Kindly solve the following limit.
$$\lim_{x \to 0} \frac{(x-\sqrt{2})^4}{\sin^3(x)\cos^2(x)}\int_{0}^x \frac{t^2}{t^4+1}dt$$
It's a $0/0$ form, so I thought of applying L'hospital rule but things got worse.
I can find no simplification. Hints please. I think we need to break that integral part though.
Hint:\begin{align}\lim_{x \to 0} \frac{(x-\sqrt{2})^4}{\sin^3(x)\cos^2(x)}\int_{0}^x \frac{t^2}{t^4+1}dt =\left(\lim_{x \to 0}\frac{(x-\sqrt2)^4x^3}{\cos^2x \sin^3(x)}\right)\left(\lim_{x \to 0}\frac{1}{x^3}\int_0^x\frac{t^2}{t^4+1}\,dt\right)\end{align}
Evaluate the two limit on the right separately, use L'hopital rule on one of them.
We have that $$\begin{aligned} \lim_{x \to 0} \frac{(x-\sqrt{2})^4}{\sin^3(x)\cos^2(x)}\int_{0}^x \frac{t^2}{t^4+1}dt &= \left(\lim_{x \to 0} \frac{(x-\sqrt{2})^4}{\cos^2(x)}\right)\left(\lim_{x\to 0}\frac{\int_{0}^x \frac{t^2}{t^4+1}dt}{\sin^3(x)}\right) \\ &= 4\cdot \lim_{x\to 0}\frac{x^2}{3(x^4+1)\sin^2(x)\cos(x)} \\ &= \frac{4}{3}\cdot \lim_{x\to 0}\frac{x^2}{\sin^2(x)} \end{aligned}$$ where we are just pulling terms out of the product that can be evaluated using $\lim_{x\to x_0}f(x)/g(x)=f(x_0)/g(x_0)$ and applying L'Hospital's rule once to get rid of the integral.
[Not a complete solution but too long to be a comment.]

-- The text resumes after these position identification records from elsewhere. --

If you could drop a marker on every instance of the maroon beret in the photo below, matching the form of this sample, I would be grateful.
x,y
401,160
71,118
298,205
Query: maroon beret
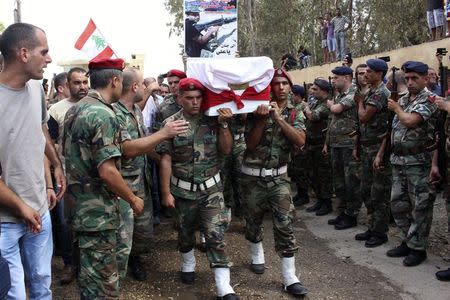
x,y
178,73
190,84
106,63
282,73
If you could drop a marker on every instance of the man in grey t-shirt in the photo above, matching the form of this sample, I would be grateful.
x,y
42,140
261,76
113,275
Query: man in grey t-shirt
x,y
26,232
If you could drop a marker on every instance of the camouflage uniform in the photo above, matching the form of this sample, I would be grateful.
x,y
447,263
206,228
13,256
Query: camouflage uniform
x,y
136,174
91,136
260,193
375,185
165,110
412,196
346,171
195,160
320,164
232,163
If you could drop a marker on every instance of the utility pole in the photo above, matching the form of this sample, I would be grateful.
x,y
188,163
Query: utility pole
x,y
18,12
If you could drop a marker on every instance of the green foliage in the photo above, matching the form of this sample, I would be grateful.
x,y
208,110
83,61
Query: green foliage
x,y
274,27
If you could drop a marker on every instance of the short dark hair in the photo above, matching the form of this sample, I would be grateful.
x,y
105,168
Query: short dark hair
x,y
60,79
16,36
75,70
102,77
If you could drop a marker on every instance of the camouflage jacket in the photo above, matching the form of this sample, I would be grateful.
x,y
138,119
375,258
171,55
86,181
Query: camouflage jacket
x,y
274,148
344,124
134,170
374,131
194,154
165,110
316,126
411,146
91,136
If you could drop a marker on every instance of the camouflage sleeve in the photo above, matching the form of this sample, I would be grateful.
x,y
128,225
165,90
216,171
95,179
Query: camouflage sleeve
x,y
104,144
299,120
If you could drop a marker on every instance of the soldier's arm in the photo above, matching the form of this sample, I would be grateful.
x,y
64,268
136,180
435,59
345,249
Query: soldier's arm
x,y
110,175
145,145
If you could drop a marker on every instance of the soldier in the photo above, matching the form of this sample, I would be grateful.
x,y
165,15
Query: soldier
x,y
298,168
191,183
373,125
317,114
170,104
341,139
92,151
444,275
135,172
271,134
412,193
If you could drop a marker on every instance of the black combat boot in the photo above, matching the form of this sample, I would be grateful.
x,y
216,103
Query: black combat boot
x,y
443,275
137,268
414,258
346,222
399,251
325,208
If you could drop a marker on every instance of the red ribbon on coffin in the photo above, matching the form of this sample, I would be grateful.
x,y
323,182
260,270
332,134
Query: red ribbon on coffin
x,y
214,99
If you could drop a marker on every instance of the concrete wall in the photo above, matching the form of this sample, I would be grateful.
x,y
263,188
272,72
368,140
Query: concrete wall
x,y
423,52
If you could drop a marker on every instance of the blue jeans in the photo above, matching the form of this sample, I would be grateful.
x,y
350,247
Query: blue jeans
x,y
29,254
340,45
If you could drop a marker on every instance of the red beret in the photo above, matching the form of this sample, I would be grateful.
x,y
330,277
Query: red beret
x,y
178,73
282,73
106,63
190,84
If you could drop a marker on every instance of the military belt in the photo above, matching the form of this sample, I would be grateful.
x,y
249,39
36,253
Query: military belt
x,y
239,136
193,187
264,172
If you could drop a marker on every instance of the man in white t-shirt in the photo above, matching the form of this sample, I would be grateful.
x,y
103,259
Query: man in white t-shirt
x,y
78,86
26,242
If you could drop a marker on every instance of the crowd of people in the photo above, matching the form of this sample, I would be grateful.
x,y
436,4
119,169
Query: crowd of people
x,y
115,147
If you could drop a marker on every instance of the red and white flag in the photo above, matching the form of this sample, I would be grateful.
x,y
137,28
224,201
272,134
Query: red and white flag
x,y
93,43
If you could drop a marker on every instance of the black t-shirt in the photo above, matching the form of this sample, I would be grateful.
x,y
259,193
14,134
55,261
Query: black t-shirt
x,y
193,48
434,4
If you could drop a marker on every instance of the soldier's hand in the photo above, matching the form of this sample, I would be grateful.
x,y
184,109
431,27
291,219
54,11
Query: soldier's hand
x,y
174,128
393,105
168,201
137,205
262,111
225,114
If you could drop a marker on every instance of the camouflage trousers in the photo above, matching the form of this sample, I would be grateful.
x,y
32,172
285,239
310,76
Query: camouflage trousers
x,y
210,213
262,194
412,199
99,275
346,180
231,175
375,190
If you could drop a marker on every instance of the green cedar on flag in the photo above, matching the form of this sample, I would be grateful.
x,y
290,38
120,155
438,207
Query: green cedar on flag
x,y
93,43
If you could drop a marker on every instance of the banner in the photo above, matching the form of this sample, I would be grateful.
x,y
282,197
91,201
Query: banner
x,y
210,28
92,42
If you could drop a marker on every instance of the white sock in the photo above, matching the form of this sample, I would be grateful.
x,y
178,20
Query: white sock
x,y
222,277
188,261
257,252
288,270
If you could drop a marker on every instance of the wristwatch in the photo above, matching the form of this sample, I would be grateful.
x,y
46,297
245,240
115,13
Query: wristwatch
x,y
224,125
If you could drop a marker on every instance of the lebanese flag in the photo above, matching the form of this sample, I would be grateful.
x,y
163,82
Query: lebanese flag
x,y
93,43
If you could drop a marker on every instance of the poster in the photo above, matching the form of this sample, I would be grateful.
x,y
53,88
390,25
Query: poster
x,y
210,28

What troubles you when applying L'Hopital rule directly to $$ \lim_{x \to 0} \frac{(x-\sqrt{2})^4}{\sin^3(x)\cos^2(x)}\int_{0}^x \frac{t^2}{t^4+1}dt $$ is that there are some "noise functions" there making the derivatives complicated. But you could separate those parts out. Remember that one has the product rule $$ \lim_{x\to 0}g(x)f(x)=\lim_{x\to 0}g(x)\lim_{x\to 0}f(x) $$ when both $\lim_{x\to 0}g(x)$ and $\lim_{x\to 0}f(x)$ exist. One possible choice is to find $g(x)f(x)$ so that $$ \lim_{x\to 0}g(x)\neq 0 $$ and $$ \lim_{x\to 0}f(x) $$ could be calculated by L'Hopital rule with less complicated derivative-calculations.